Moreover, people living in poverty often do the most low-paying or dangerous jobs that nobody else wants to do, jeopardizing their health and causing premature physical damage to their bodies. These jobs rarely have a lasting positive impact on life trajectories or provide access to social or professional networks. Trapped in these jobs, workers cannot realize their full potential, progress in a career or in life, or help open new opportunities for their children or other relatives.
In the words of a home health aide in New York who participated in our research: “We only have access to the jobs that lie at the bottom of society.”
When you look at poverty from the perspective of those who live it every day – the real experts on poverty – ideas like the federal poverty line fall away into the background. In fact, throughout the research we conducted, financial wealth was never identified as a defining aspect of poverty. Instead, the key dynamic was what we have decided to call “subjugation.” “When you live in poverty,” an activist in Boston said, “you are always under somebody’s thumb.” That experience, what one activist in Oakland called being “constantly being pushed to the bottom,” by institutions, corporations, even the way you are treated and perceived by your neighbors, is what makes poverty so grueling in the U.S.
To suggest that people in poverty simply need to work to be deserving of support from the government is not just a misunderstanding of what life in poverty is like but an insult to the very idea of equal opportunity that once formed the basis of our society.
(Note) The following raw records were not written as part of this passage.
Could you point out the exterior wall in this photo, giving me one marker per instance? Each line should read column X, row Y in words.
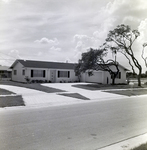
column 108, row 80
column 104, row 77
column 72, row 77
column 50, row 74
column 18, row 77
column 97, row 77
column 5, row 75
column 28, row 74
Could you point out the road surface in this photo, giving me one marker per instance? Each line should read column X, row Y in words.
column 87, row 126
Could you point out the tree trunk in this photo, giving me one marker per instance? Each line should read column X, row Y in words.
column 113, row 81
column 139, row 77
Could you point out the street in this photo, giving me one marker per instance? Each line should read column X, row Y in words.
column 88, row 126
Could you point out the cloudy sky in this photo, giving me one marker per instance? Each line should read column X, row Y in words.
column 60, row 30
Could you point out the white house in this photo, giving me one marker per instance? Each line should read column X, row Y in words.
column 5, row 73
column 41, row 70
column 104, row 77
column 59, row 72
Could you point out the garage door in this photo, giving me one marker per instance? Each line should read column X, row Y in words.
column 95, row 78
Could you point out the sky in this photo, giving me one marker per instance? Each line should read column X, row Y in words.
column 60, row 31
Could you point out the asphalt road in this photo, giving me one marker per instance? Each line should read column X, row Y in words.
column 77, row 127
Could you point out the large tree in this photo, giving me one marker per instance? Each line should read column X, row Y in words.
column 143, row 54
column 94, row 60
column 121, row 39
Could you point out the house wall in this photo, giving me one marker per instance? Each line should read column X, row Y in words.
column 107, row 77
column 104, row 76
column 28, row 74
column 50, row 74
column 72, row 77
column 18, row 77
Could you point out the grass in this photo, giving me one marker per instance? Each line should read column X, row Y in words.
column 96, row 86
column 9, row 100
column 5, row 92
column 129, row 92
column 75, row 95
column 141, row 147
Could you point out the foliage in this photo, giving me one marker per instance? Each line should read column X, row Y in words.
column 94, row 60
column 121, row 39
column 143, row 54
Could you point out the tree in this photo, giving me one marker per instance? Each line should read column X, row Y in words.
column 143, row 53
column 121, row 39
column 94, row 60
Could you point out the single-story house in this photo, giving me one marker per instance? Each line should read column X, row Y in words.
column 41, row 70
column 104, row 77
column 5, row 73
column 59, row 72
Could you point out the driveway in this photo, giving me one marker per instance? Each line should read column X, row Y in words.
column 36, row 98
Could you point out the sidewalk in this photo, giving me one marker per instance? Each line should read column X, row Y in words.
column 34, row 97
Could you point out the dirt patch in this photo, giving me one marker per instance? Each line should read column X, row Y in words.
column 75, row 95
column 10, row 101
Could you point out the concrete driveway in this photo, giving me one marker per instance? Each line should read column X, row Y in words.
column 37, row 98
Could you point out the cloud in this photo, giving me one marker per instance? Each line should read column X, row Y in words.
column 14, row 54
column 6, row 1
column 55, row 49
column 45, row 40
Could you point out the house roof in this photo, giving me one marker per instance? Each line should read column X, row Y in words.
column 44, row 64
column 5, row 68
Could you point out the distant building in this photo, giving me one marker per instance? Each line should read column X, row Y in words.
column 59, row 72
column 5, row 73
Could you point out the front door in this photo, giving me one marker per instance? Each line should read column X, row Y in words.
column 53, row 76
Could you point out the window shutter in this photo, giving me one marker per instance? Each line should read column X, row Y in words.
column 31, row 73
column 119, row 75
column 43, row 73
column 68, row 74
column 58, row 74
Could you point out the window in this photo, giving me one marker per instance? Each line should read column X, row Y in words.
column 63, row 74
column 23, row 72
column 15, row 72
column 118, row 76
column 38, row 73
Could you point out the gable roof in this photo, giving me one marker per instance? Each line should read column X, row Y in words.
column 44, row 64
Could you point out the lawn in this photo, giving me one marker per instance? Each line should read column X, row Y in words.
column 9, row 99
column 95, row 86
column 141, row 147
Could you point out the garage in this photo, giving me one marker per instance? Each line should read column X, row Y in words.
column 97, row 77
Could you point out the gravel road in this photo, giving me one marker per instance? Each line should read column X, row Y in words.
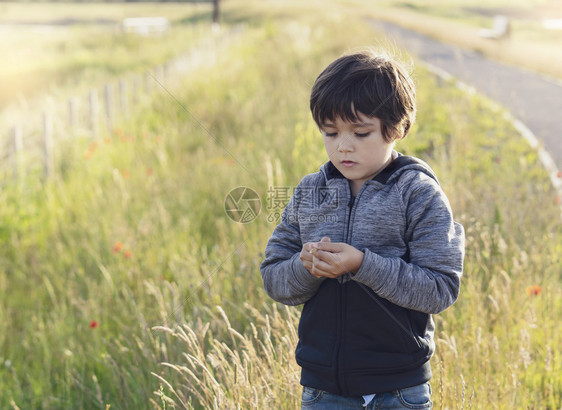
column 534, row 99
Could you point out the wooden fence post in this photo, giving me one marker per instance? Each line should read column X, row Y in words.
column 109, row 114
column 72, row 113
column 94, row 113
column 136, row 89
column 123, row 97
column 48, row 159
column 17, row 151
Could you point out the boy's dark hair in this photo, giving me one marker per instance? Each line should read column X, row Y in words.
column 371, row 84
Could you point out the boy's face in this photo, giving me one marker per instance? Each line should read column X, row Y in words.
column 358, row 150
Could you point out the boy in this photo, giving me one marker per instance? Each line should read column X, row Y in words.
column 368, row 244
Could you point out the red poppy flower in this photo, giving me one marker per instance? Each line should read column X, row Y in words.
column 117, row 247
column 534, row 290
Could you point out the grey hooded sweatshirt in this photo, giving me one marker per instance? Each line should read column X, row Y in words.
column 371, row 331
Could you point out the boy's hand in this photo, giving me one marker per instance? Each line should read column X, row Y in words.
column 330, row 260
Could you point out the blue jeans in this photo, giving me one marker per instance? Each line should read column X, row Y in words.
column 416, row 397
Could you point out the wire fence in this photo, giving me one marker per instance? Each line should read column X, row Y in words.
column 29, row 147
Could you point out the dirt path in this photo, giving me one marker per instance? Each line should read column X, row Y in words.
column 533, row 99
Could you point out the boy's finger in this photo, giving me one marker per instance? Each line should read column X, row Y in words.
column 328, row 246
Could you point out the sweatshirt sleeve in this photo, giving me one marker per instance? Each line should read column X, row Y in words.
column 285, row 278
column 428, row 280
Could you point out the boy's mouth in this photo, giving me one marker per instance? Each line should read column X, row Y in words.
column 347, row 163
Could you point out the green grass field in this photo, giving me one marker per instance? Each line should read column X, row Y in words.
column 125, row 284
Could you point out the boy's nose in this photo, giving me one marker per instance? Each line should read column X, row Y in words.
column 346, row 144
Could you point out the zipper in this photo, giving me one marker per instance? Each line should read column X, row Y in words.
column 341, row 295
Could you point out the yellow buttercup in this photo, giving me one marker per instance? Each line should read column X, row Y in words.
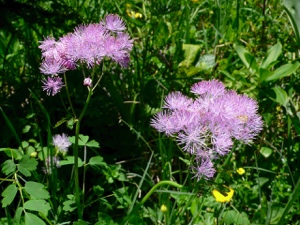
column 220, row 197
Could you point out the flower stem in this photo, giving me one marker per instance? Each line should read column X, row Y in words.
column 76, row 174
column 152, row 190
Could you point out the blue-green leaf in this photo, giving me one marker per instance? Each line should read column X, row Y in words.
column 26, row 165
column 8, row 195
column 281, row 96
column 8, row 167
column 36, row 190
column 283, row 71
column 38, row 205
column 247, row 58
column 272, row 55
column 70, row 161
column 31, row 219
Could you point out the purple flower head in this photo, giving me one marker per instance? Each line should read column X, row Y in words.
column 239, row 113
column 52, row 85
column 50, row 163
column 193, row 139
column 61, row 142
column 206, row 126
column 87, row 82
column 89, row 45
column 52, row 67
column 114, row 23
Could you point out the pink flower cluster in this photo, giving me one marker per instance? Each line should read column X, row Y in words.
column 87, row 44
column 207, row 125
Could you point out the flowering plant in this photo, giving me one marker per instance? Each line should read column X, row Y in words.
column 87, row 46
column 206, row 126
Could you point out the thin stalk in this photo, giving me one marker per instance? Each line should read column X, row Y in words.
column 76, row 175
column 147, row 196
column 84, row 176
column 68, row 94
column 293, row 197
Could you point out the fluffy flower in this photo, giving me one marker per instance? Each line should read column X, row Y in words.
column 87, row 82
column 52, row 85
column 61, row 142
column 87, row 44
column 206, row 126
column 52, row 67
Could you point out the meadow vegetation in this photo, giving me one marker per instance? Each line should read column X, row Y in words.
column 90, row 152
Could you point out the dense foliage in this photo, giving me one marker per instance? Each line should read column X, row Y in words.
column 119, row 169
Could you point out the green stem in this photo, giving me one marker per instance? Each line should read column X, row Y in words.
column 152, row 190
column 224, row 164
column 293, row 197
column 68, row 94
column 76, row 174
column 161, row 183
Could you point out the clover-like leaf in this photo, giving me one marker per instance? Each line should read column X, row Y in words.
column 8, row 195
column 97, row 160
column 31, row 219
column 70, row 161
column 93, row 143
column 8, row 167
column 38, row 205
column 36, row 190
column 26, row 165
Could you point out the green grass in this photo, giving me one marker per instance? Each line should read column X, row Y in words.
column 251, row 46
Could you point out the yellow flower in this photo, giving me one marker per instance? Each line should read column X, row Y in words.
column 163, row 208
column 240, row 171
column 220, row 197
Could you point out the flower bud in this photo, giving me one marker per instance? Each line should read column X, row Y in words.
column 87, row 82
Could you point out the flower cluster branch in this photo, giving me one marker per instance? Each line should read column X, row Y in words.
column 86, row 45
column 207, row 125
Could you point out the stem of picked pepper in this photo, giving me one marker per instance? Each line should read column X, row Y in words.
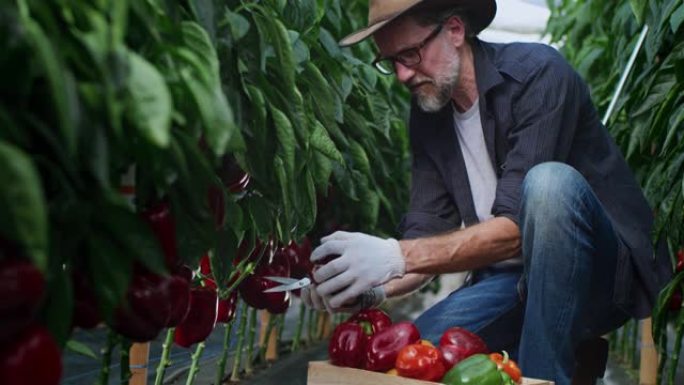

No one should have to prove they work to be allowed to feed their family or see a doctor.
Of course, this administration’s attempts to re-define poverty have little to do with improving our understanding of poverty or helping to improve the lives of people who live it every day. If it were, then no doubt it would be accompanied by valuing the unrecognized work that so many people in poverty engage in, such as caring for children or elderly family members, or improving the conditions of people with paid employment. In fact, this policy is nothing more than a back-handed attempt to reduce the resources spent on the most vulnerable and marginalized in order to fund tax cuts for the better off.
Those of us who want to stand alongside people living in poverty would do well to learn from their insight in order to speak to their truths. This new research offers a way to deepen the impact of our work to overcome poverty, and to build a future without poverty, in true partnership with those who live it every day.
Maryann Broxton is co-director of ATD Fourth World’s US MAP project.